O Manifesto da Mímica Total


A arte não cria mentiras. As representações e as criações de máscaras
acontecem freqüentemente no nosso cotidiano. A arte é o espaço-tempo onde
se cria realidade e quebram-se as representações. Ela afirma a vida em sua
plenitude, os sentimentos, as alegrias, as dores, o ridículo do ser humano,
revelando o que se passa despercebido no dia a dia.

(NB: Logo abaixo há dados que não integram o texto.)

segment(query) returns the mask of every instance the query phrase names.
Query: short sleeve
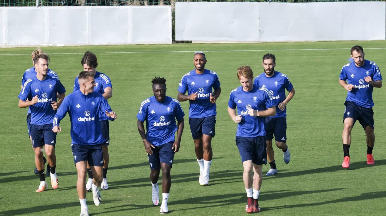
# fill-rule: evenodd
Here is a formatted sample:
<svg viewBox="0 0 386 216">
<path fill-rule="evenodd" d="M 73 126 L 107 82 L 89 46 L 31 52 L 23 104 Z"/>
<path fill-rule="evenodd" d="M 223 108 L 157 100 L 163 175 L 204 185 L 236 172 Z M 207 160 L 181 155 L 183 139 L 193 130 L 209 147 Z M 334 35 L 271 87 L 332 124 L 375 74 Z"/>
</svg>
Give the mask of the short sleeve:
<svg viewBox="0 0 386 216">
<path fill-rule="evenodd" d="M 347 74 L 346 73 L 346 69 L 344 66 L 342 68 L 342 71 L 340 71 L 340 75 L 339 75 L 339 79 L 341 80 L 346 81 L 347 80 Z"/>
<path fill-rule="evenodd" d="M 179 102 L 174 100 L 173 101 L 174 102 L 174 116 L 177 121 L 179 121 L 184 118 L 185 113 L 184 113 L 184 111 Z"/>
<path fill-rule="evenodd" d="M 213 88 L 215 89 L 220 88 L 220 80 L 218 79 L 218 76 L 216 74 L 215 76 L 215 80 L 213 83 Z"/>
<path fill-rule="evenodd" d="M 139 120 L 142 122 L 145 121 L 147 116 L 147 107 L 150 103 L 150 100 L 147 99 L 145 100 L 141 104 L 141 106 L 139 107 L 139 111 L 138 112 L 138 114 L 137 114 L 137 118 Z"/>
<path fill-rule="evenodd" d="M 24 101 L 25 101 L 27 99 L 31 99 L 32 98 L 31 97 L 31 95 L 30 95 L 31 94 L 31 82 L 26 82 L 27 83 L 23 87 L 23 88 L 22 89 L 21 91 L 20 92 L 20 94 L 19 94 L 19 95 L 17 97 L 20 100 Z"/>
<path fill-rule="evenodd" d="M 233 109 L 236 109 L 236 103 L 234 101 L 234 96 L 232 92 L 229 95 L 229 101 L 228 102 L 228 106 Z"/>
<path fill-rule="evenodd" d="M 382 80 L 382 76 L 381 75 L 381 71 L 379 71 L 379 68 L 378 67 L 378 65 L 376 64 L 373 65 L 374 70 L 373 70 L 372 79 L 374 81 L 378 81 Z"/>
<path fill-rule="evenodd" d="M 187 85 L 186 85 L 186 76 L 184 76 L 181 78 L 181 81 L 179 82 L 179 85 L 178 86 L 178 91 L 183 94 L 185 94 L 188 90 Z"/>
<path fill-rule="evenodd" d="M 287 90 L 288 92 L 291 91 L 292 90 L 292 88 L 293 88 L 293 86 L 292 85 L 292 83 L 291 83 L 290 82 L 290 78 L 287 77 L 287 75 L 284 75 L 285 78 L 284 79 L 284 87 L 287 89 Z"/>
</svg>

A arte não mostra, ela revela. Ela não é um espelho da sociedade, mas a própria
realidade.
A arte de corporificar idéias, emoções, sentimentos, de atualizar e presentificar
o virtual em realidade física e vocal, a arte do ser, do estar presente, essa é a
Mímica.
Por ser uma arte que trata diretamente do movimento da vida, da ação, ela
existe desde os primórdios da humanidade e já era encontrada nos ritos
primitivos. Ela teve diferentes fases em seu desenvolvimento, passando por
vários gêneros e estéticas que vão do trágico ao cômico. Na Mímica Clássica o
gênero da pantomima foi o mais conhecido. Na Moderna, foram a Mímica
Corporal Dramática e a Mímica Subjetiva. A Mímica Contemporânea é mais
conhecida pelo nome de Teatro Físico que tenta se dissociar do conceito de arte
silenciosa (pantomima) e enfatizar também a mímica vocal, isto é, a
corporificação dos sons do pensamento, da respiração e da Natureza.
O Mímico fala, canta, grita. A mímica dos ritos primitivos já incorporava gestos e
sons. Na Antiguidade, os mímicos gregos e romanos utilizavam falas e textos
escritos em suas encenações.
É no gênero da pantomima que não há falas, onde a narrativa gestual acontece
no silêncio.
Por presentificar a vida, a mímica é encontrada nas mais diversas áreas. Existe a
mímica do artista plástico, do bailarino, do ator tradicional, da vida cotidiana. De
fato, onde há vida há mímica. Pintores e escultores são mímicos fantásticos.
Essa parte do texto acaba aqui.